De nuevo se levantó un murmullo, pero esta vez más reflexivo que agresivo. Ella esperó, pues el intérprete no daba muestras de pretender informarla del contenido de la deliberación. Finalmente, el rey habló.

—Princesa de Castilla, reflexionaremos sobre vuestra petición y tendremos en cuenta vuestras palabras. Mañana celebraremos un consejo de guerra y tomaremos una decisión. Ahora retiraos, la resolución os será comunicada.

—¿No podré estar presente en ese consejo?

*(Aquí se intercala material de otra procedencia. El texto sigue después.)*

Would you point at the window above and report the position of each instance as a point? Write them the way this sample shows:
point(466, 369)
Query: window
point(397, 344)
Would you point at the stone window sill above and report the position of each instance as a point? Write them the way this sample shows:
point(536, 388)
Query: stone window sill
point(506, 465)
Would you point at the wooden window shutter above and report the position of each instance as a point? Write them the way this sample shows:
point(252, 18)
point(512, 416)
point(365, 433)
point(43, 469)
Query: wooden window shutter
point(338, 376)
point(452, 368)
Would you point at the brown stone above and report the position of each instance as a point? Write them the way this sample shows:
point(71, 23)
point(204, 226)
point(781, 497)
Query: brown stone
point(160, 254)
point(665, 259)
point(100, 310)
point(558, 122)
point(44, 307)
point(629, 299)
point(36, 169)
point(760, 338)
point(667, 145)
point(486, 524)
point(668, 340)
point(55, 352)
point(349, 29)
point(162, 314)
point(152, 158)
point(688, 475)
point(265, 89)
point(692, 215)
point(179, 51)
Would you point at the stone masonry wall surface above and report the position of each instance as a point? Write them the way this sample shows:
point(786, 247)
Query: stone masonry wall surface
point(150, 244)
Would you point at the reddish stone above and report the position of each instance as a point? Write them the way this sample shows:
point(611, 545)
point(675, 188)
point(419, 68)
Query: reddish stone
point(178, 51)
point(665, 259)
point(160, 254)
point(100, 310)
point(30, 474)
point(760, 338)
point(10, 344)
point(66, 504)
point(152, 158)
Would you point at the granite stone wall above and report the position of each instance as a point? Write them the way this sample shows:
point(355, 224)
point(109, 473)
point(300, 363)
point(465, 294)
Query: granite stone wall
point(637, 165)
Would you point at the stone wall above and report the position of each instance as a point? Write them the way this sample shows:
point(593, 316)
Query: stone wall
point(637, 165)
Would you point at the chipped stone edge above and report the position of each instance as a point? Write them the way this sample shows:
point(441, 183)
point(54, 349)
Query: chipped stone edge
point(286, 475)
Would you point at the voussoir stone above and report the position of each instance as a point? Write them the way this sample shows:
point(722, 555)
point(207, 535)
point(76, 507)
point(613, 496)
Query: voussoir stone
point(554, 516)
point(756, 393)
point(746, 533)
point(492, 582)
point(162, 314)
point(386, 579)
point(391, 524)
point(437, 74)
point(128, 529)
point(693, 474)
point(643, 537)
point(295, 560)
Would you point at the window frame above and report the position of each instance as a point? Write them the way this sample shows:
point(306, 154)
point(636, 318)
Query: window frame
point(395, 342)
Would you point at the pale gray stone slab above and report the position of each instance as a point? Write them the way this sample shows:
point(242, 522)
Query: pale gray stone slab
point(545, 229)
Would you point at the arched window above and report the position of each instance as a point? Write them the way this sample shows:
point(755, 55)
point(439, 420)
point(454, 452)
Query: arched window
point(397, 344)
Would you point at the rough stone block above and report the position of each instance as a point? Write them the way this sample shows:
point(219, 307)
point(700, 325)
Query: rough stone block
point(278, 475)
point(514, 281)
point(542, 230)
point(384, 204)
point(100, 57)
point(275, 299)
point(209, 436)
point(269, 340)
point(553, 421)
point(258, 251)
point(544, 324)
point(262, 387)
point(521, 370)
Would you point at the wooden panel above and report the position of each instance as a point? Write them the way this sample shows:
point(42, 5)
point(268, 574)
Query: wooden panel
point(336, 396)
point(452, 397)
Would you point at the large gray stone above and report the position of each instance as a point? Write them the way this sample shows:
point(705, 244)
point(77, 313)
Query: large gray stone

—No, mi señora, no podréis. Ya habéis sido escuchada. Retiraos y disfrutad de mi palacio. Se os proporcionaran todas las comodidades posibles.

Ella apretó los labios y repasó los semblantes de todos los presentes, como si quizá al ser ellos menos impenetrables que Muhammad, pudiera adivinar el rumbo que había tomado la cuestión. El resultado era descorazonador. Hizo una reverencia y dejó que la condujeran a la puerta, pero poco antes de llegar se volvió una última vez.

—Una cosa más. La guerra no está perdida —puntualizó—. Todavía no.

El intérprete, que se había hecho a un lado, fue cogido por sorpresa y tardó unos segundos en traducir sus palabras, pero Mulhad sonrió sin necesidad de esperar a escucharlas en su lengua.